OpenACC Fortran pointer in the structured data construct

I was experimenting with the Fortran pointer feature in OpenACC and got some confusing result. The issue can be demonstrated by the following piece of code:

 ! pointer_test.f90
 program main
   implicit none
   integer it, na
   real, allocatable, target :: w(:, :)
   real, pointer :: wp(:, :)
   real aa
   na = 256
   allocate(w(na, na))
   !$acc enter data create(w)

   do it = 1, 10
     wp => w
     !$acc data present(wp)
     !$acc kernels
     wp = 0.
     !$acc end kernels

     aa = 2. * it
     !$acc kernels
     wp = aa 
     !$acc end kernels
     !$acc end data
   enddo
  

   do it = 1, 10
     wp => w
     !$acc kernels present(wp)
     wp = 0.
     !$acc end kernels

     aa = 2. * it
     !$acc kernels present(wp)
     wp = 1.
     !$acc end kernels
   enddo
   !$acc exit data delete(w)
 end program

The loop is actually a time-stepping loop. I need to launch several kernels among each iteration, so I put these kernels into a structured data region (The first loop). According to this post https://forums.developer.nvidia.com/t/openacc-fortran-pointer-how-to-question/165949, I can access the device copy of “w”via pointer by adding the pointer “wp”to the present clause.
I compile this program by:
nvfortran -acc -Minfo -r8 -O2 pointer_test.f90
The result is fine, but the profiling result shows that the data construct incurs some HtoD data movements at the beginning of every iteration, which causes some performance degradation. It looks like the pointer itself was kept copying from host to device.

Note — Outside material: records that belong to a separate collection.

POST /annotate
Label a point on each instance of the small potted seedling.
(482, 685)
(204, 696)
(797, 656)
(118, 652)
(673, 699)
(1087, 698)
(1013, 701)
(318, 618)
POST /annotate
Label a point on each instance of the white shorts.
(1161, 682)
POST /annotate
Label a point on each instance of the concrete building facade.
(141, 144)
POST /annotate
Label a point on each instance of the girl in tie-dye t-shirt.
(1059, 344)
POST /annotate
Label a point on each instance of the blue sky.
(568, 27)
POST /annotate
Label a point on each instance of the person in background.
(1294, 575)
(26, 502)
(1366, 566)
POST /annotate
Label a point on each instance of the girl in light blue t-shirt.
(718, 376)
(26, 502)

One workaround is moving the present clause to the implicit data region of each kernel instead (The second loop). The profiling result shows no data movement anymore.

I am wondering what is the difference between the structured data construct and the implicit data construct in this situation? Do I miss something about the structured data construct?

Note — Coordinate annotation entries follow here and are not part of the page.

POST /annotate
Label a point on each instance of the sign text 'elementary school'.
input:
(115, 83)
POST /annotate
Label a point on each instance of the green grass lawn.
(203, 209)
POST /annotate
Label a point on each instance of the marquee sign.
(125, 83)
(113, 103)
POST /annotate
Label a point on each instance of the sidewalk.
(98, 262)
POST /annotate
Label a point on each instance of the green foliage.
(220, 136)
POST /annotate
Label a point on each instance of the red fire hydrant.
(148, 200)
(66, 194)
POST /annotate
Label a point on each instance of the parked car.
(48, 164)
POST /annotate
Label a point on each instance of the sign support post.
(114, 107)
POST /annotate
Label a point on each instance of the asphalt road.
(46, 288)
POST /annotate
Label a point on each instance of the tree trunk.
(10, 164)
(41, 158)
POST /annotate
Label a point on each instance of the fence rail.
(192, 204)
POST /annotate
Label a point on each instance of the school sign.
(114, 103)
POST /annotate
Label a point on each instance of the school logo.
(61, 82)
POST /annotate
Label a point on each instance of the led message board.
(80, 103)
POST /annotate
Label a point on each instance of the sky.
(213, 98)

My HPC SDK version is 21.3. Attached is the profiling result got by Nsight-sys-2021.1.1.66.


Best regards

Hi JieyunPan,

What’s happening is that the runtime is updating the Fortran descriptor for the “wp” pointer when entering a data region. Though I believe we can optimize this away when the present is on the kernels region, but would need to ask our engineers if you need a more specific answer.

-Mat

Thanks, Mat. I will stick to the second method after knowing that it’s a safe optimization. It may be hard for me to understand more low-level cause, so I won’t need a more specific answer.

Best regards
Jieyun